Kateryna erklärt, dass es aber auch beruflich Perspektiven gab: "Unsere Hochschule hat entschieden, alle ukrainischen Studenten aufzunehmen und die Professoren waren bereit, extra Studenten aufzunehmen, obwohl alle Klassen voll waren."
Musikhochschule nahm 25 bis 30 Studierende auf
Die Hilfe der Hochschule hatte mehrere Ebenen, erklärt Maria Pallasch, Referentin des Hochschulpräsidenten. Über ihren Schreibtisch ging besonders viel Organisationsarbeit. "Wir hatten einmal die Studierenden hier an der Hochschule, die die finanzielle Grundlage verloren haben und gleichzeitig kamen die Anfragen von Studierenden bzw. von Musikerinnen und Musikern aus der Ukraine: 'Wir wollen raus! Wir sind auf dem Weg, können wir zu Euch?‘ Das lief parallel, und wir haben dann eine Gruppe von 25 bis 30 Musiker:innen aufgenommen."

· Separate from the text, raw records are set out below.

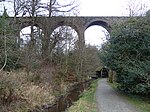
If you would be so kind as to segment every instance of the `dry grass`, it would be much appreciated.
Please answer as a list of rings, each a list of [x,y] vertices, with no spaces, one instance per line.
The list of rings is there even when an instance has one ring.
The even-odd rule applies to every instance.
[[[37,80],[42,79],[35,74],[0,72],[0,112],[26,112],[35,106],[51,103],[55,99],[52,87]]]

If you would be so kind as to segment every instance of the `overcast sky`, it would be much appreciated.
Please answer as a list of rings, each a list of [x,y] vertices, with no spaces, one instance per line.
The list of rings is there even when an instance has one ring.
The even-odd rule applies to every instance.
[[[135,10],[141,7],[139,4],[142,4],[144,10],[148,10],[150,6],[150,0],[80,0],[80,3],[81,16],[128,16],[129,5]],[[89,27],[85,31],[86,43],[101,46],[106,42],[104,30],[100,26]]]
[[[41,0],[43,1],[43,0]],[[61,2],[63,0],[60,0]],[[64,2],[70,0],[64,0]],[[80,3],[79,16],[127,16],[129,15],[129,4],[137,6],[142,4],[146,10],[150,8],[150,0],[78,0]],[[65,3],[66,3],[65,2]],[[3,4],[0,4],[2,7]],[[7,4],[10,6],[10,4]],[[135,8],[135,7],[134,7]],[[135,8],[137,10],[137,8]],[[8,10],[9,11],[9,10]],[[105,41],[105,35],[102,32],[105,30],[100,26],[91,26],[85,32],[87,43],[92,45],[101,45]]]

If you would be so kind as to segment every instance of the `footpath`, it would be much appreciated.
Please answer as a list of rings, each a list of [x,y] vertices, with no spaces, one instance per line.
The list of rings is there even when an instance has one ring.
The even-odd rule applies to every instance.
[[[139,112],[126,99],[107,83],[107,79],[98,82],[96,91],[98,112]]]

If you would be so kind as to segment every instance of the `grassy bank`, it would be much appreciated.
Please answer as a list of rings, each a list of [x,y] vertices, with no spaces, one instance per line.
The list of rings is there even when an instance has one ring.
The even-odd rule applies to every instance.
[[[110,85],[117,89],[117,83]],[[121,95],[126,98],[131,104],[133,104],[137,109],[139,109],[141,112],[150,112],[150,99],[136,96],[136,95],[127,95],[124,93],[121,93]]]
[[[95,101],[97,81],[92,82],[90,88],[82,93],[81,98],[68,109],[68,112],[97,112]]]

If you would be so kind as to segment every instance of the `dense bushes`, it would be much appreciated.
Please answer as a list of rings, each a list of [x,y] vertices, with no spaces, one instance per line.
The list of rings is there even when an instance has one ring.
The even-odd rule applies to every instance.
[[[121,90],[150,95],[150,18],[130,18],[114,25],[100,57],[116,71]]]

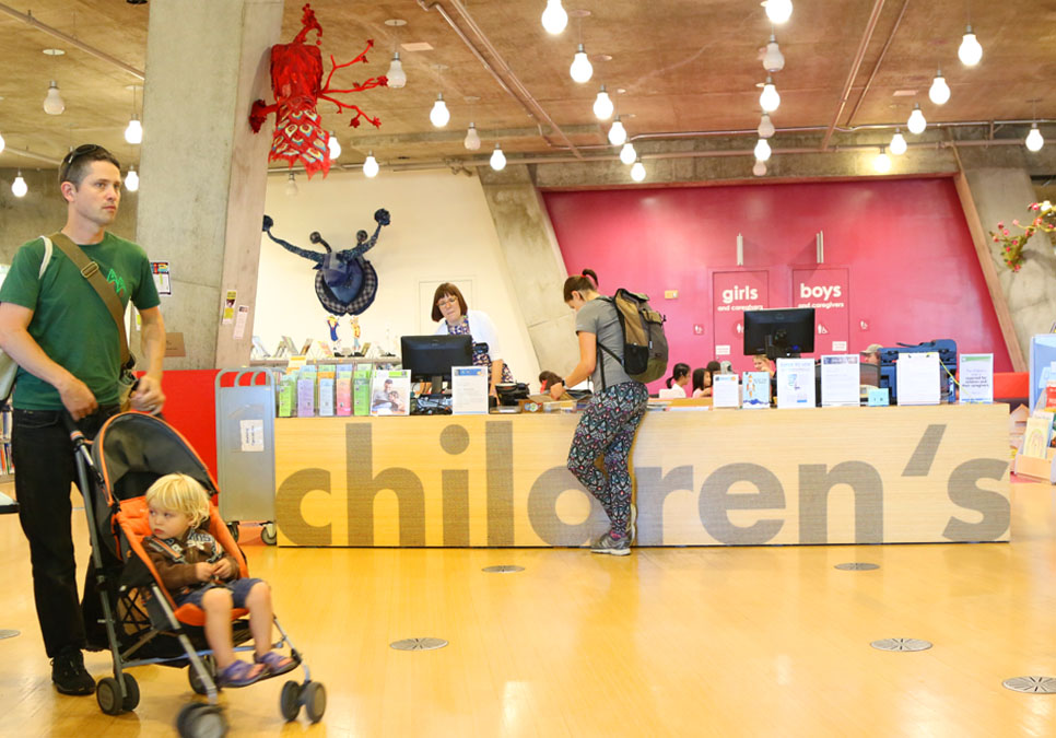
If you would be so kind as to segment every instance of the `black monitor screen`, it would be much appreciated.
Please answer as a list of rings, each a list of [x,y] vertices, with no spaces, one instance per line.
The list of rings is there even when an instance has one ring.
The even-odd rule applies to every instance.
[[[403,368],[411,370],[411,382],[432,382],[432,391],[439,391],[439,383],[450,382],[451,366],[471,366],[473,338],[462,336],[402,336],[400,355]]]
[[[814,350],[814,308],[777,307],[744,311],[744,355],[771,359],[798,356]]]

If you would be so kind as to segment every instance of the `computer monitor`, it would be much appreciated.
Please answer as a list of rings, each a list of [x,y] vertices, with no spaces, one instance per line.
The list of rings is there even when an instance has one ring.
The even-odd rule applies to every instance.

Zu stemmen war das nur gemeinsam mit Studenten und Studentinnen vor Ort wie Kateryna Boskina. Dass sie sich engagieren und einbringen würde, war für die Violinistin selbstverständlich: "Ich wusste nicht, wie ich meinem Land helfen kann. Ich fühlte mich irgendwie in dem Sinne hilflos, dass ich meiner Familie nicht helfen kann. Und dann kam dieses Angebot und ich dachte 'Ja, das kann ich machen! Und so kann ich wenigstens meinem Land helfen.'"
Hilfe und Solidarität als Grundwert
Für das, was an der Hamburger Musikhochschule innerhalb kürzester Zeit möglich wurde, sind Anastasiia und Kateryna sehr dankbar, das betonen sie immer wieder. Und der Hochschule selbst ist es sehr wichtig, dass es gelungen ist, die Hilfe für Studierende aus der Ukraine, aber auch aus Belarus und Russland, die finanziell in Not geraten sind, zu verstetigen. Aus allen drei Ländern stehen junge Menschen regelmäßig gemeinsam auf der Bühne. Hilfe und Solidarität mit allen, die sie brauchen, das gehöre zu den Grundwerten der Einrichtung, sagt Maria Pallasch: "Man differenziert hier nicht in verschiedene Nationen, sondern wir sind ja einfach Musikerinnen und Musiker, Regiestudierende, Schauspielstudierende."
Musik gibt Hoffnung
Etwas, das auch die beiden jungen Ukrainerinnen teilen, auch, wenn das durch den Krieg schwerfällt. Sie blicken nach wie vor mit Sorge in ihre Heimat. Aus Katerynas Familie kämpfen seit Monaten mehrere Verwandte an der Front in der Ostukraine. Und auch Anastasiia sagt, dass sich die Lage aktuell wieder verschärft: "Ich vermisse meine Familie, aber zum Glück geht es ihnen gut."
Was ihnen hilft und Hoffnung gibt? Die Musik: "Musik bleibt immer und lebt immer. Und Musik ist ein Weg für alle Leute, in stressigen Situationen Ruhe zu finden, weil alle Leute brauchen Licht in diesen schwierigen Zeiten." Und dann spielen Anastasiia und Kateryna gemeinsam ein ukrainisches Volkslied. Es erzählt von der Schönheit und Liebe zu ihrer Heimat, ganz egal, wie weit man von der Ukraine entfernt ist.